Richardson wants the District to anchor the Washington region testing of the software, and triage system leaders at Georgetown and Harvard say they plan to make the national capital area a "test bed" for the project, along with Pittsburgh and Massachusetts. Another group is working on a similar concept in Los Angeles, they said.
But McDonald and Locke said that some experts have doubts. "Somebody is scared to death, and you suggest going to the computer and starting to answer questions," said Ken Alibek, a former Soviet bioweapons expert who defected and now is a biodefense specialist at George Mason University. "Some people would do it, but the great majority wouldn't be able to do it. The major engine is fear."
Concern about the "surge capacity" of health care facilities has sharpened since the anthrax attacks of 2001, when about 20,000 people in the region were given preventive antibiotics, mostly by public health agencies.

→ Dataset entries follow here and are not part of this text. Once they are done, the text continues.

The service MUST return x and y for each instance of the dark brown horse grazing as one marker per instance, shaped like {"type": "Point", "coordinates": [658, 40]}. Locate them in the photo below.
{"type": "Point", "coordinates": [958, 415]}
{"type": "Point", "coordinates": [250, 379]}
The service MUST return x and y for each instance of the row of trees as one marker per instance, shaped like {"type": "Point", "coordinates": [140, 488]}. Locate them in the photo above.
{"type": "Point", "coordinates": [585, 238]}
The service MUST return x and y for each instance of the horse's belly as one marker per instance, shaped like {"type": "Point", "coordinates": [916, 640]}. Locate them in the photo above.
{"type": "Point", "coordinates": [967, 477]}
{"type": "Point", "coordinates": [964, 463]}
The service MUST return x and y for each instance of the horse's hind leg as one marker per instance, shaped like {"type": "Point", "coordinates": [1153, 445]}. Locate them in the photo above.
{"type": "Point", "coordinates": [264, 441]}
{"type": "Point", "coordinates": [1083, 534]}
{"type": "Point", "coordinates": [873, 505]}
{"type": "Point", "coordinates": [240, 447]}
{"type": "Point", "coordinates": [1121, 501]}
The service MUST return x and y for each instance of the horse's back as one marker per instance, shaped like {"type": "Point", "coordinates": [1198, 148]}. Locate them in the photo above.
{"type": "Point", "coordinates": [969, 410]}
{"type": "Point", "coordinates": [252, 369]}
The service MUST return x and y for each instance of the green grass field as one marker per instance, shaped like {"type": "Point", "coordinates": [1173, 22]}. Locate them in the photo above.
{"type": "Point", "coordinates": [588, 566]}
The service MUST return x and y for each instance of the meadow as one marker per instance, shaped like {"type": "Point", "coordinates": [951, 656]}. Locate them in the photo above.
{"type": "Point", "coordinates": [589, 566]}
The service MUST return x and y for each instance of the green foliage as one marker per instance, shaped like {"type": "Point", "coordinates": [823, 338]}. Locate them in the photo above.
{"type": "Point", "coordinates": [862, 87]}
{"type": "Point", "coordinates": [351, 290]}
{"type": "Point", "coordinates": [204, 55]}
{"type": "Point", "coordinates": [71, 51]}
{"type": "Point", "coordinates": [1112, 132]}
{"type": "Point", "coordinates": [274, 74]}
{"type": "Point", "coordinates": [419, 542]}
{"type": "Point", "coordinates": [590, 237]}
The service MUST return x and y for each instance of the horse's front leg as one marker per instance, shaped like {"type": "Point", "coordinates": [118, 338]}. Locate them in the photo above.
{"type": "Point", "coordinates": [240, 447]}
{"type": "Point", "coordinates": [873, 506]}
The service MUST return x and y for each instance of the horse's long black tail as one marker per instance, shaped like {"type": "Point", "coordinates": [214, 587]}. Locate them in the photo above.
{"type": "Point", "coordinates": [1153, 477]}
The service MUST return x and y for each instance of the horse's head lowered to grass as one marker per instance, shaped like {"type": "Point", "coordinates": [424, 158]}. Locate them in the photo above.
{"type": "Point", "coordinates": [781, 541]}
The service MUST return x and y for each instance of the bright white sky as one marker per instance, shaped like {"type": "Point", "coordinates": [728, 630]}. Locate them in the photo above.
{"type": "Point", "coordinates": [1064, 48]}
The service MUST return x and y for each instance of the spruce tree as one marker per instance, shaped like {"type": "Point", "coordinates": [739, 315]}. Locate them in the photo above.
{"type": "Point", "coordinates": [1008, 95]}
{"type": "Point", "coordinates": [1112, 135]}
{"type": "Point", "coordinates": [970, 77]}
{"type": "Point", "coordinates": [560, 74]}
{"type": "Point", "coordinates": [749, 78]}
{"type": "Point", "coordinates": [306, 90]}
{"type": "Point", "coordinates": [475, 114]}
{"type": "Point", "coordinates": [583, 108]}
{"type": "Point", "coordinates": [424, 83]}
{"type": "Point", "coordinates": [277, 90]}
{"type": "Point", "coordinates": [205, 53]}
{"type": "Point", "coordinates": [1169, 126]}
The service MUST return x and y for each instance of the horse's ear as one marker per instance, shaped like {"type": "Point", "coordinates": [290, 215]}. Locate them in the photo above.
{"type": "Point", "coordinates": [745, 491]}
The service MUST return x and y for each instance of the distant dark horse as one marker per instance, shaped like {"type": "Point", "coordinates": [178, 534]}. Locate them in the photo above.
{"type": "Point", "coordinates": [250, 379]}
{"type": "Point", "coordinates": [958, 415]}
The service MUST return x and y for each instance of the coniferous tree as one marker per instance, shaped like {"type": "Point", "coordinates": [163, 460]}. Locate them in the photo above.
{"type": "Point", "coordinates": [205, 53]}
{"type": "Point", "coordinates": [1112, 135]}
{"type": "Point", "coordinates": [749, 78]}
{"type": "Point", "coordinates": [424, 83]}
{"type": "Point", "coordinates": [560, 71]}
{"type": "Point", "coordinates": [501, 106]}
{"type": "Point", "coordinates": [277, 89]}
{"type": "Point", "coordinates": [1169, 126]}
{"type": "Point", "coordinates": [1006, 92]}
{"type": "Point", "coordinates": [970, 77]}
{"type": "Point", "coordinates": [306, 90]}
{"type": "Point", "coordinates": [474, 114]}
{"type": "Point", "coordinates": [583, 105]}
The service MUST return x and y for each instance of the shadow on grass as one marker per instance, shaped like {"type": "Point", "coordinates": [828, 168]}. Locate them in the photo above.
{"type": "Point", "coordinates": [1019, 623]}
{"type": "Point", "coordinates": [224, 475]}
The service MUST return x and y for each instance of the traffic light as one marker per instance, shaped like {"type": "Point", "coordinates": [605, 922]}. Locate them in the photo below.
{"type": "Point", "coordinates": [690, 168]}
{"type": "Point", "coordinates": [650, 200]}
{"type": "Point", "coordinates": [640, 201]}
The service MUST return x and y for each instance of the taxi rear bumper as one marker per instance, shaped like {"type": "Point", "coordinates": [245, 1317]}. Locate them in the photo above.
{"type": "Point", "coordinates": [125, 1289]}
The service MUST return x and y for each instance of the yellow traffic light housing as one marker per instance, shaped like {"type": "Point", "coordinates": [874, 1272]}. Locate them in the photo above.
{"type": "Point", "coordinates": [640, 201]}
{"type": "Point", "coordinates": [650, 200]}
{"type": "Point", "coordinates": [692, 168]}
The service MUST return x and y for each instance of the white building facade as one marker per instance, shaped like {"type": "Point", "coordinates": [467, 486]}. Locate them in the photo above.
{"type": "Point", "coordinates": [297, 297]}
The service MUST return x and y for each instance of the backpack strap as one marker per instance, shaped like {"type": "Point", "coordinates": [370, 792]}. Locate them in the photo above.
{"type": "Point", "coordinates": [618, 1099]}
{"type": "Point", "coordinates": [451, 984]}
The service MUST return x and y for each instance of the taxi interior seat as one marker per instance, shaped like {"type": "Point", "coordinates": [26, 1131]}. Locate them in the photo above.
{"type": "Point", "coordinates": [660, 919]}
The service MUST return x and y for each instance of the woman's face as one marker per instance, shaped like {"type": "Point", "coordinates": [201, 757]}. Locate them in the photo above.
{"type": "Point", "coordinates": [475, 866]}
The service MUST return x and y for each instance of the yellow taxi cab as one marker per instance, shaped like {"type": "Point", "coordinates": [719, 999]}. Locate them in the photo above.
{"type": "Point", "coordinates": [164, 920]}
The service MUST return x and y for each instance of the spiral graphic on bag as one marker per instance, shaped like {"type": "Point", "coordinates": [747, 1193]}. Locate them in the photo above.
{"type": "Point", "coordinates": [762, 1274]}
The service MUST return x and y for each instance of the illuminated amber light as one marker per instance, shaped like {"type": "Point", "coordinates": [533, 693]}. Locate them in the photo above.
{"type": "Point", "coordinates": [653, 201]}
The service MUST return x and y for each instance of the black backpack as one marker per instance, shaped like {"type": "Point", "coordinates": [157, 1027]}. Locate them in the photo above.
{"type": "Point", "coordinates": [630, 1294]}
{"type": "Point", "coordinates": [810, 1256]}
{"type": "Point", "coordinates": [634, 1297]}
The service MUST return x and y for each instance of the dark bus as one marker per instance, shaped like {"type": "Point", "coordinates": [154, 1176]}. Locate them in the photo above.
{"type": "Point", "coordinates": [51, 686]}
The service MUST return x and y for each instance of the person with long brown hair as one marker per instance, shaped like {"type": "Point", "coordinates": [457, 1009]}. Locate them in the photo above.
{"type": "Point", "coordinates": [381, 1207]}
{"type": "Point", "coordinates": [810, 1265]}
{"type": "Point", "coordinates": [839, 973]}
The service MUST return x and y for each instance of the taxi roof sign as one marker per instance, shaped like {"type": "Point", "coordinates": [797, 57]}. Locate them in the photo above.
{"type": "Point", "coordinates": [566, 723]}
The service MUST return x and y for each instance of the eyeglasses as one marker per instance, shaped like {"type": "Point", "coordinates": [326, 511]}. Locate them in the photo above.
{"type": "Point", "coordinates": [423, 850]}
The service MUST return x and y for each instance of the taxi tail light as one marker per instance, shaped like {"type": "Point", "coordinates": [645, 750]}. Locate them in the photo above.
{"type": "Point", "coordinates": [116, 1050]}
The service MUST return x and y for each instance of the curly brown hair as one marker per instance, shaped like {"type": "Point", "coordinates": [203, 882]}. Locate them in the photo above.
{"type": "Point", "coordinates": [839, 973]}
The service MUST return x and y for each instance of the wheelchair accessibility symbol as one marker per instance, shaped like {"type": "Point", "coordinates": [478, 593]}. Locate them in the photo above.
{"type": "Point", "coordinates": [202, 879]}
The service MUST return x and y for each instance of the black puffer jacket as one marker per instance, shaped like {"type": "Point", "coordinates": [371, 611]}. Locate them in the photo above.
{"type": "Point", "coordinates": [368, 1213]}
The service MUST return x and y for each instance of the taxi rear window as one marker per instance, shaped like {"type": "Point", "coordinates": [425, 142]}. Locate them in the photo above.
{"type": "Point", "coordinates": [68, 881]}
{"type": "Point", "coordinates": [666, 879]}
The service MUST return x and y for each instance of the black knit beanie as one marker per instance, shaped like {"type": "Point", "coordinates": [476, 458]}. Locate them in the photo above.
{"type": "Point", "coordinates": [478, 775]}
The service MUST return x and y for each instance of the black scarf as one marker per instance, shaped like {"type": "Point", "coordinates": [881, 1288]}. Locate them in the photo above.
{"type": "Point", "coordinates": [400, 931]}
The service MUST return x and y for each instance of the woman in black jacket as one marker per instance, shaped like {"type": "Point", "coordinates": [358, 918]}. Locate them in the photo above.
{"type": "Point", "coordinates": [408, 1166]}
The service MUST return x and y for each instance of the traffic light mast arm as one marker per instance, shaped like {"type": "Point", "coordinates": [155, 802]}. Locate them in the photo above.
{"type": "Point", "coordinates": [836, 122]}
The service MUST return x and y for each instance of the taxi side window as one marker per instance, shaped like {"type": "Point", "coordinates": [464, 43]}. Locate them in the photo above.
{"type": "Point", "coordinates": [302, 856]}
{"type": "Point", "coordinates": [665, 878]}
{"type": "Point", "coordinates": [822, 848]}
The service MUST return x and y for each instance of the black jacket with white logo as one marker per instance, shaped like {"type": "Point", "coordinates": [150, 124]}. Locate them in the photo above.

Thousands of others went to doctors and emergency rooms complaining of symptoms. Few turned out to be at risk of contracting anthrax. The rest, McDonald said, were somatizing -- experiencing physical symptoms caused solely by psychological distress. Experts say physical ailments rooted in the mind account for up to half of office visits to primary care doctors.
"Even in normal times, somatization is the leading reason why people seek care from a doctor," said Locke, who also is president of the American Psychosomatics Society. "People go to doctors with physical complaints in which careful evaluation fails to reveal an organic cause from one-third to one-half of the time."
In a major outbreak, stress-related symptoms could run wild, causing huge lines and flooding facilities with people who do not need to be there, McDonald and Locke say.
"Conservatively, the somatizers will likely outnumber those actually exposed by 5 to 10 times," according to a report on the screening tool by Harvard researchers supervised by Locke. "However, it is conceivable that this number may in fact be much larger."
Georges C. Benjamin, executive director of the American Public Health Association and former Maryland health secretary, said he knows telephone triage protocols can be effective because he used to write them for private health plans.
"You absolutely can sort people into high-risk and low-risk groups," he said. "The research needs to be done to figure out what you do with people who are giving you exactly the symptoms they read about or saw on television . . . And you have to make sure that you identify people who are both somatizing and [also] sick."
SARS, smallpox, chemical agents, radiological bombs or an entirely new "engineered agent" -- a combination of deadly pathogens -- could trigger a far more intense public response than anthrax did, according to experts working on the triage project.
"When you put a lot of people under stress, you suddenly have a huge surge in demand of people needing help determining whether their symptoms are due to stress or exposure," Locke said.
Models of the questionnaire ask for personal and contact information, take the patient through descriptions of symptoms, inquire whether the patient often somatizes and ask about the patient's attitudes about health care and life.
Dan Hanfling, director of emergency management and disaster medicine for Inova Health System, said of the anthrax scare that brought large numbers of the uninfected people to emergency rooms, "That opens a window of experience on what we are likely to face in the next event." He added, "We need to preserve the ability to deliver acute health care. This will have hiccups, but I think it's a great step in the right direction."
Some say they think the system needs extensive testing. "I think the concept would be fine, but I see all kinds of possible problems," said Philip S. Brachman, an Emory University epidemiology professor who spent 32 years at the Centers for Disease Control and Prevention in Atlanta. "It has to be field-tested very carefully in a random way with good controls by an independent group."